Krishna adds the theme suggests there will be efforts to explore ways in which the Basel Convention could be used to turn wastes into valuable resources, so as to create business and job opportunities, while protecting human health, livelihood, and the environment. This, he alleges, is being done under the influence of countries like the US, Germany, the UK, Australia, Canada, South Korea and Japan. More specifically, the meeting is being held at the behest of the US Chamber of Commerce, the world’s largest business federation, representing the interests of more than three million businesses, the International Chamber of Commerce, the US Institute of Scrap Recycling Industries and the Bureau of International Recycling, the international trade federation representing the world’s recycling industry.
India allowed itself to become dumping ground
CoP 1: India's position at the first Basel Convention meeting had been that the developed countries should keep their own hazardous waste. The then head of the Indian delegation, A Bhattacharja, had said: "You industrial countries have been asking us to do many things for the global good—to stop cutting down our forests, to stop using your CFC's. Now we are asking you to do something for the global good: keep your own waste."

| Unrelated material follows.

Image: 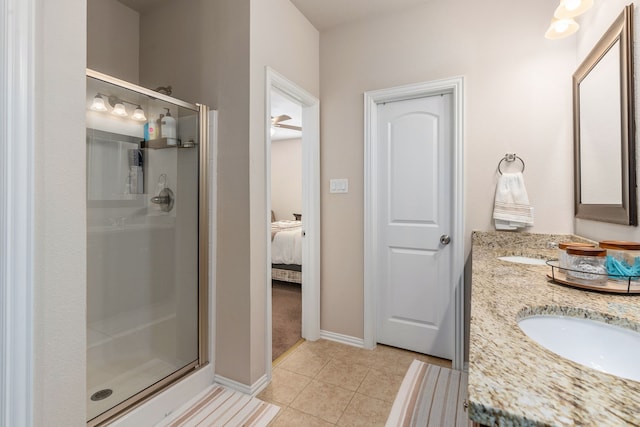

CoP 2, 1994: India stood firm. It advocated a ban on all hazardous waste exports from OECD countries to non-industrialized countries like India.
Cop 3, 1995: India was influenced by the US and Australia and revised its position. India announced that it was reconsidering its position on the Basel Ban and with it came the then union environment minister Kamal Nath's regressive statement: "We are against environmentally unfriendly recycling. We are not against the movement of waste, provided the recipient has adequate equipment, facility and the proper process to deal with it." This was a direct assault on the intent of the Basel Convention. It was the first nail in the coffin. Consequently, India did not ratify the Ban Amendment to the Basel Convention, which could have stopped the import of hazardous waste and stopped India from becoming a leading dumping ground.
Trade agreements circumvent Basel treaty
The US Government and the International Chamber of Commerce (ICC) have been instrumental in outwitting the UN ban on hazardous waste trade by entering bilateral Free Trade Agreements with countries. In one of its position paper on the Basel Convention, ICC has even called for the ban on hazardous waste to be stopped by the World Trade Organization because it is trade disruptive. This undermines the customary environmental law principles.
On the list of tasks expected to be carried out in this meeting is cooperation with the International Maritime Organization (IMO) and the analysis on the application of the Basel Convention to wastes generated on board ships. There have been speculations surrounding the IMO replacing Basel Convention. But those who track the Basel Convention closely feel that it is regressive and that it has been condemned not just by environmental groups but also most ship-breaking industries across the world. IMO guidelines suggested that the ultimate responsibility of cleaning up a contaminated ship would lie on the communities of workers and their families working in the ship recycling facilities.